Planning permission was granted for the erection of an agricultural worker's dwelling in the Cambridgeshire green belt, an inspector being satisfied that there was a justified need for a second dwelling on the holding.

The farm extended to almost five hectares. An existing bungalow was occupied by the appellants and their daughter who all worked on the farm. However, the appellants wished to reduce their labour input and the daughter wished to occupy a prefabricated timber log cabin along with her partner. The council resisted the scheme on the basis that the daughter could continue to occupy the bungalow and was also concerned that the log cabin, measuring 18 metres in length, was overly large.

The inspector concluded that the introduction of a new dwelling onto previously undeveloped land would inevitably reduce the openness of the area. This was mitigated to some extent by its single storey form and reasonably modest footprint, but the proposal would still intrude into the countryside causing significant harm to the green belt.

In terms of its impact on the character of the area the proposal was of rustic appearance and blended well with its surroundings compared to a brick construction. The proposed log cabin also occupied a much smaller footprint than the existing three bedroom bungalow. The size and scale was relatively modest and did not appear as overly large or discordant for its countryside setting. The log cabin was sited close beside the existing dwelling and orientated side-on to face its gable end thereby reducing its visual impact.

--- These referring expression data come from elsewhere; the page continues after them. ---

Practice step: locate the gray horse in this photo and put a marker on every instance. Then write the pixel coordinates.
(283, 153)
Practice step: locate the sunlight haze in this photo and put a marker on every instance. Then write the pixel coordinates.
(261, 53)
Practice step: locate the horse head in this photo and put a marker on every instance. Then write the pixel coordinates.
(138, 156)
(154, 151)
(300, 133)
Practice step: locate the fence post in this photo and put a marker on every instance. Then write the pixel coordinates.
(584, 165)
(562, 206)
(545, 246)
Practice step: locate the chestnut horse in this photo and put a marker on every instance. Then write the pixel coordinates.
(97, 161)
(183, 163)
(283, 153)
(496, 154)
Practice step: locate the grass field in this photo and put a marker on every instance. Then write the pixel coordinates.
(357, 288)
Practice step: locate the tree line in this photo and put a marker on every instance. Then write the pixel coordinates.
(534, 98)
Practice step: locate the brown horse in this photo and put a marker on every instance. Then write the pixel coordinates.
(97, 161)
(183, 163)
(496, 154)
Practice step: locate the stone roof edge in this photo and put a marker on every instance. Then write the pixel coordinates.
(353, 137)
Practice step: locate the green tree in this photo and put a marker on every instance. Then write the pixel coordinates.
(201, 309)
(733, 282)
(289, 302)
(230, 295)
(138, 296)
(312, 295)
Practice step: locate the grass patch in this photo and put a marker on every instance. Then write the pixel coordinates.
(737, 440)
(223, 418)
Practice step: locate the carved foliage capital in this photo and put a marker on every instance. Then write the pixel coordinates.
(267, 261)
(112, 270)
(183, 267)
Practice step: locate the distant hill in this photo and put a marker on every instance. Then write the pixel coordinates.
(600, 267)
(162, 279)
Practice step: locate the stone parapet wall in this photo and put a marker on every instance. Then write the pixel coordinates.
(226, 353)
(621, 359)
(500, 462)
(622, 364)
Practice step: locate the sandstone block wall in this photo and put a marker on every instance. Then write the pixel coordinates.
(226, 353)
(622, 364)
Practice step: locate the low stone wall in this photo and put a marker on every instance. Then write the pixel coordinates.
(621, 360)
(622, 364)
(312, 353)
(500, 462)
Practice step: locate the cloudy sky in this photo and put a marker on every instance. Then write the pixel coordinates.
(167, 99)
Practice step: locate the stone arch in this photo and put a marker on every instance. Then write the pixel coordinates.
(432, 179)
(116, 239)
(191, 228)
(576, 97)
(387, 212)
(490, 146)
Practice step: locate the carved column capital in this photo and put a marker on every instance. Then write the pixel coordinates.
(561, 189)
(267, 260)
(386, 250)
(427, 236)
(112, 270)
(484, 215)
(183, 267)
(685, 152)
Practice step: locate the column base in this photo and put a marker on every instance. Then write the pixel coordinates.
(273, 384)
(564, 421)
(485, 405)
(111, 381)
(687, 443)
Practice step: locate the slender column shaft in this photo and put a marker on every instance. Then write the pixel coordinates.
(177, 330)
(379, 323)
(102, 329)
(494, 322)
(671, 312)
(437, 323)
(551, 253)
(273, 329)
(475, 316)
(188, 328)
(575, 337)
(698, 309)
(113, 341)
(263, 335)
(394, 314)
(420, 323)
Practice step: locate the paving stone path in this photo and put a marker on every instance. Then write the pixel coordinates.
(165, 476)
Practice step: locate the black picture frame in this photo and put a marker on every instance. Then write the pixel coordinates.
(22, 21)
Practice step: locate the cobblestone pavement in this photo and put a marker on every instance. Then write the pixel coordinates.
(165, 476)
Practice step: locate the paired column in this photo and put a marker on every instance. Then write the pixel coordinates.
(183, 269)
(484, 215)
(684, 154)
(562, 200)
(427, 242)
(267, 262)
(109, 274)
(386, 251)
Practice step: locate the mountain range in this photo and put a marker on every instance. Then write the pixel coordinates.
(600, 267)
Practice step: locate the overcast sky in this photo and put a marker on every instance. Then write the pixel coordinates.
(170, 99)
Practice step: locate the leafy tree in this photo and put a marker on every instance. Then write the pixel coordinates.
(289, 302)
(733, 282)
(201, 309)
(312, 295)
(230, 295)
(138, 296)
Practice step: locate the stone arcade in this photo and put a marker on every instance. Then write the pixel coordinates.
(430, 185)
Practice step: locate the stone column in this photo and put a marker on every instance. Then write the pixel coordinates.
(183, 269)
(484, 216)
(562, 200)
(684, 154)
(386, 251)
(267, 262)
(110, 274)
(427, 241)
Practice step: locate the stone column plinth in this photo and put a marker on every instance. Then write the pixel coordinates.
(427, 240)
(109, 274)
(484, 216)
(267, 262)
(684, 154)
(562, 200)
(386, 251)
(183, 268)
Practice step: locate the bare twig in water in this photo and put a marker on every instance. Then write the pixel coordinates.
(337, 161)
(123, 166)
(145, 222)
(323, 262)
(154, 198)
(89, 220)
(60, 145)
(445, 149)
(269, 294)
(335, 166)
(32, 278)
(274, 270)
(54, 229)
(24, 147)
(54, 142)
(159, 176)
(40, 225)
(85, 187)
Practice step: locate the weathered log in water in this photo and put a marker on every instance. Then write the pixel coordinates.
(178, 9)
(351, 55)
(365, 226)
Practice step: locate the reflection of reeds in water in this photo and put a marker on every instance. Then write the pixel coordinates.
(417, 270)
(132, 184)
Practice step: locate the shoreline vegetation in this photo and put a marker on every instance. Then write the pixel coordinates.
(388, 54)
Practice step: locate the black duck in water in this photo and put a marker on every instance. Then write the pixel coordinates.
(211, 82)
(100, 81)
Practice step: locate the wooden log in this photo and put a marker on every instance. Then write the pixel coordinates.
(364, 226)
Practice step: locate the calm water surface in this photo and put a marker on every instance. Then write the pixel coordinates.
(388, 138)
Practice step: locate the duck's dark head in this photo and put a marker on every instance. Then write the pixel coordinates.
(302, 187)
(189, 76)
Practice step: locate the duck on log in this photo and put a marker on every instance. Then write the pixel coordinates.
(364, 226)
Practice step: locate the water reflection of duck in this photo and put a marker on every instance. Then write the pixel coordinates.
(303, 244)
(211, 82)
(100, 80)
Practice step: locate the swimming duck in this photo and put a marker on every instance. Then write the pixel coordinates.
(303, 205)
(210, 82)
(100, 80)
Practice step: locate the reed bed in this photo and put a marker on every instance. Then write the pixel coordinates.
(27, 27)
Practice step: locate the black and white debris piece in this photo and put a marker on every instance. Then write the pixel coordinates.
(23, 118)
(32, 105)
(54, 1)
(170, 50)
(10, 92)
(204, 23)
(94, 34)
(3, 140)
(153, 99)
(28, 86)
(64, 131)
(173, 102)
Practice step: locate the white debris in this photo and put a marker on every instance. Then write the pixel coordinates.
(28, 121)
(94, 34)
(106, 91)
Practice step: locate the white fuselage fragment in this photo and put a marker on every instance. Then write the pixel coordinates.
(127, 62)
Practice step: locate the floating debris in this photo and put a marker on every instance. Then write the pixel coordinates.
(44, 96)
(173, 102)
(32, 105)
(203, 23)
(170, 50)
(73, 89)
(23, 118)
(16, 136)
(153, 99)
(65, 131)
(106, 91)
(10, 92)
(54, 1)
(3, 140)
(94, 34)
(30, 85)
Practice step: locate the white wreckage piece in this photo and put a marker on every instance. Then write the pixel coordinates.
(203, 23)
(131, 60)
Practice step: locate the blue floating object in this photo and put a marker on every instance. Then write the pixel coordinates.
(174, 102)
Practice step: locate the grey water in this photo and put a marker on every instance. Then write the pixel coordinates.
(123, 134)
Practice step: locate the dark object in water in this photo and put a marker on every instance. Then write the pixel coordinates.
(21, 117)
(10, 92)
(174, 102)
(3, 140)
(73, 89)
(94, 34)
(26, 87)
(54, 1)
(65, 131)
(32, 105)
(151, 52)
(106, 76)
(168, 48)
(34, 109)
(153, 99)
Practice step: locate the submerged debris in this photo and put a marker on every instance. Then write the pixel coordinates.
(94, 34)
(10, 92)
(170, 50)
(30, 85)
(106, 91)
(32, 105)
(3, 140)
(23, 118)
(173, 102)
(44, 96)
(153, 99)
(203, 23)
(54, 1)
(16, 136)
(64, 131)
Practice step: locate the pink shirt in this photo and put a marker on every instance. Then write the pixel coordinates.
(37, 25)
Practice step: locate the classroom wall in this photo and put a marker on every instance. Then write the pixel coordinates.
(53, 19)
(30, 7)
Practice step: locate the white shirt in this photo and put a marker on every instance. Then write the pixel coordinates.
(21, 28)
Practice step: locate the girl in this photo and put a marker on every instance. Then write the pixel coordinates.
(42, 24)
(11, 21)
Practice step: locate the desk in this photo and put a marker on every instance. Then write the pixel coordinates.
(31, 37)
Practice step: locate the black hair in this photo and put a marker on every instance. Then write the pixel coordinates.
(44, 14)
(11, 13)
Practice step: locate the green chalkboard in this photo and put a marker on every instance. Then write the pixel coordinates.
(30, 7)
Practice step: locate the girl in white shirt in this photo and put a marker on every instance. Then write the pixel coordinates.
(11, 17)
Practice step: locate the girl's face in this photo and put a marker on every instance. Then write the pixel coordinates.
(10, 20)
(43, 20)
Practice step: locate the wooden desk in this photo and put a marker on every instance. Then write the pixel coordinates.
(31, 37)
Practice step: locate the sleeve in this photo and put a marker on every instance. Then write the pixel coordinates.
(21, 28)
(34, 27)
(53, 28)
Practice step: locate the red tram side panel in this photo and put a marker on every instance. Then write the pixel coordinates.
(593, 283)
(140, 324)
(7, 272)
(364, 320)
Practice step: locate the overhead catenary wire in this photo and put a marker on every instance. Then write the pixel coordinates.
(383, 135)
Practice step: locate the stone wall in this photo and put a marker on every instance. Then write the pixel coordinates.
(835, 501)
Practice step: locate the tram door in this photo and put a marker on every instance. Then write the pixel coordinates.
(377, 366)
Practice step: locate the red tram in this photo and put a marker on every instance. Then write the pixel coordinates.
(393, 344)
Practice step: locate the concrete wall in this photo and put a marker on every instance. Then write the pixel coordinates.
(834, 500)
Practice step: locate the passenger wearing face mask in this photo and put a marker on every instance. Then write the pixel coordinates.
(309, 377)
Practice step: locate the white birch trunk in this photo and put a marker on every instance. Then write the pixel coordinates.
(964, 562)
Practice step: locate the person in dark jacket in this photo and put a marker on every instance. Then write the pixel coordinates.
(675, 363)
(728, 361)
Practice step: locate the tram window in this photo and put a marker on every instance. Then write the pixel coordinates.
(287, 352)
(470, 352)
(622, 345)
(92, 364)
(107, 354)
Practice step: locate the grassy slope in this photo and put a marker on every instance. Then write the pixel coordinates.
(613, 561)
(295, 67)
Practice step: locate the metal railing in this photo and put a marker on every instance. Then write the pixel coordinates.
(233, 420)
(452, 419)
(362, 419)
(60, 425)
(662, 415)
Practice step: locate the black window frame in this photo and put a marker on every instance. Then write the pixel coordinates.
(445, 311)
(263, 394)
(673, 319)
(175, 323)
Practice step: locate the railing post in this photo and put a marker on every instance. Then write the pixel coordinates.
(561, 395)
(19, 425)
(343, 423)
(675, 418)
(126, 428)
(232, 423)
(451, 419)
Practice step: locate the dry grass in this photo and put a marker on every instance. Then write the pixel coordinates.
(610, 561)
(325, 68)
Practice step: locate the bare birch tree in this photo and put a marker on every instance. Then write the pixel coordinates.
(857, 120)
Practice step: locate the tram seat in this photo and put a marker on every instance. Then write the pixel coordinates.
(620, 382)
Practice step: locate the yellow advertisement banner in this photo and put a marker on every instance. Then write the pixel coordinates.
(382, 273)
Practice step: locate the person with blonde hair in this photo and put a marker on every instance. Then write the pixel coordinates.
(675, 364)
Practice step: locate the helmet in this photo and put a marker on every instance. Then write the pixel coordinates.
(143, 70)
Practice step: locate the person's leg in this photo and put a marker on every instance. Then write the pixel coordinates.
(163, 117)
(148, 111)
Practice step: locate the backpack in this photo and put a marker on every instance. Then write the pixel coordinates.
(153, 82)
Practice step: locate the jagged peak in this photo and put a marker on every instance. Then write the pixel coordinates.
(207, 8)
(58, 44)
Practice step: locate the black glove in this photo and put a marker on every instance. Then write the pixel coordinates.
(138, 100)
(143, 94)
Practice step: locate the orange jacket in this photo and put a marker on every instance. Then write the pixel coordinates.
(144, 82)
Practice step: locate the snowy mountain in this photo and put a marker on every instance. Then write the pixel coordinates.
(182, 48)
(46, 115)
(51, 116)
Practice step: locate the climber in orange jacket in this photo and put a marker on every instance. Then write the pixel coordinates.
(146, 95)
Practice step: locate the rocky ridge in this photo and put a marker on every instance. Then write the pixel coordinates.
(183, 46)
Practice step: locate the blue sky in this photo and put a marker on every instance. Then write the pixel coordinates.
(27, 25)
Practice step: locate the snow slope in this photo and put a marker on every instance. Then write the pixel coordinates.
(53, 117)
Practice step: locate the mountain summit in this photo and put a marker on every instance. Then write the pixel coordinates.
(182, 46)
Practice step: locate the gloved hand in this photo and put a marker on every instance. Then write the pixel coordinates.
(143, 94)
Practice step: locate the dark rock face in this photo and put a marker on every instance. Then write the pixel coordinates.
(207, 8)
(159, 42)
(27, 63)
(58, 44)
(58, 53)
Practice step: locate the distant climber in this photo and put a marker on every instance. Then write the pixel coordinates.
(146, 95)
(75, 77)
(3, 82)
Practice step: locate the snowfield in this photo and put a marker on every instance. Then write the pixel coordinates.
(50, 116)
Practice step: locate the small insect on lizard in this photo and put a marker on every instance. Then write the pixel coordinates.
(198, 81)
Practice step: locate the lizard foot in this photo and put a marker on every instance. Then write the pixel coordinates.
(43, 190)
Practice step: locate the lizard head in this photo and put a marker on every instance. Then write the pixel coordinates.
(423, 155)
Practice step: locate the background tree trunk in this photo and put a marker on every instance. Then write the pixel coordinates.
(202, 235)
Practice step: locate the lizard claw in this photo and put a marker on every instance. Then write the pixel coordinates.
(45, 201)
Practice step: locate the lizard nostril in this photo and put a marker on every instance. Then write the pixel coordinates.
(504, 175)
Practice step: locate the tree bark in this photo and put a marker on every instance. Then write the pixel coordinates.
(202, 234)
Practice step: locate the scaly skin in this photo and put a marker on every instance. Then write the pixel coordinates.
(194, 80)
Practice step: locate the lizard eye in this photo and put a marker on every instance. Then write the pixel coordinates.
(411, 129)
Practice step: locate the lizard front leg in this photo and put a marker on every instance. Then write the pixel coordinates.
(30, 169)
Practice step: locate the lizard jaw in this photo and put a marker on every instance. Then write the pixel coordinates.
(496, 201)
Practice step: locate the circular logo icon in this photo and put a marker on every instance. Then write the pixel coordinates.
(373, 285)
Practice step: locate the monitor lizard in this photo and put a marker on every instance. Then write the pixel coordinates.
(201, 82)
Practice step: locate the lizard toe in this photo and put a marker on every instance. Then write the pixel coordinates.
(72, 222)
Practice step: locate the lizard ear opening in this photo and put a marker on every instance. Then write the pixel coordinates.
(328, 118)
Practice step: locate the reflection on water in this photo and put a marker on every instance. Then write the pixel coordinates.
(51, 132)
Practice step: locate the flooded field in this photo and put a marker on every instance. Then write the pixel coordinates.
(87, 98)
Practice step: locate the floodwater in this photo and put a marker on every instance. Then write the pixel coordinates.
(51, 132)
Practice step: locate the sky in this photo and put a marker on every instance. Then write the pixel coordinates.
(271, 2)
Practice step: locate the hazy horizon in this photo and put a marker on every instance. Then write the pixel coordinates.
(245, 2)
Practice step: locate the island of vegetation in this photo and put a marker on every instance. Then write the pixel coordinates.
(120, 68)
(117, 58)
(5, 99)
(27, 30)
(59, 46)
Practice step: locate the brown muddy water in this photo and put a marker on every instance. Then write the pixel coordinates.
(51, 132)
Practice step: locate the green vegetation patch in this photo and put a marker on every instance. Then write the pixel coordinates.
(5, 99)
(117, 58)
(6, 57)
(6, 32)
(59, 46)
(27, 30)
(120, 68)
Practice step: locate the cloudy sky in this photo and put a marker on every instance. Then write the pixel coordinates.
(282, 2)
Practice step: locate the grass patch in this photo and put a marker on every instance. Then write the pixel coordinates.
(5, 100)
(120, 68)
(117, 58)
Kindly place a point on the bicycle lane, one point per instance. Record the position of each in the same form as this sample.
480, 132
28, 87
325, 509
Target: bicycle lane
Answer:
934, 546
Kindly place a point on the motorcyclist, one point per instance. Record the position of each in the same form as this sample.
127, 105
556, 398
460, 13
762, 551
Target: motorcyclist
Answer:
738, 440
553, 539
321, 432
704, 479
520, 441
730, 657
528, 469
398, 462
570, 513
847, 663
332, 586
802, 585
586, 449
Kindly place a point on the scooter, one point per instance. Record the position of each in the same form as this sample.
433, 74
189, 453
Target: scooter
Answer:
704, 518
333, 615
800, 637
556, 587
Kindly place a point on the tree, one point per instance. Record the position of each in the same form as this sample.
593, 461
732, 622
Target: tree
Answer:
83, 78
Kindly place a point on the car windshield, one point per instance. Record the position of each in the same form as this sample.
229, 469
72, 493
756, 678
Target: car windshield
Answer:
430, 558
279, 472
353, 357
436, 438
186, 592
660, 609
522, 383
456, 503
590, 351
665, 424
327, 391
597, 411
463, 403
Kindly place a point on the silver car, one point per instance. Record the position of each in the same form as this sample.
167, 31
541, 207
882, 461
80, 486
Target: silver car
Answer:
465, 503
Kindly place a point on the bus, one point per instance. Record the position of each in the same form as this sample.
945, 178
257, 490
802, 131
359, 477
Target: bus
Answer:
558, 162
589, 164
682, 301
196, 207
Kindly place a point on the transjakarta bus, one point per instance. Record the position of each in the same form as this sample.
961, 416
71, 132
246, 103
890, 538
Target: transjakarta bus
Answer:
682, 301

The application was accompanied by a need and viability assessment on which the council had obtained its own specialist advice. The inspector noted the council’s acceptance that the farm had a clear prospect of remaining profitable. The appellants had ambitions to expand the business which had already commenced through the introduction of more livestock. However, the success of the expansion would clearly depend on proper care and attention to the animals requiring the continued on-site presence of a full-time worker. It was not reasonable to accept the continued occupation of the bungalow by the daughter and she held that this dwelling was not available. The inspector therefore concluded that the very special circumstances had been found to exist which clearly outweighed the identified harm.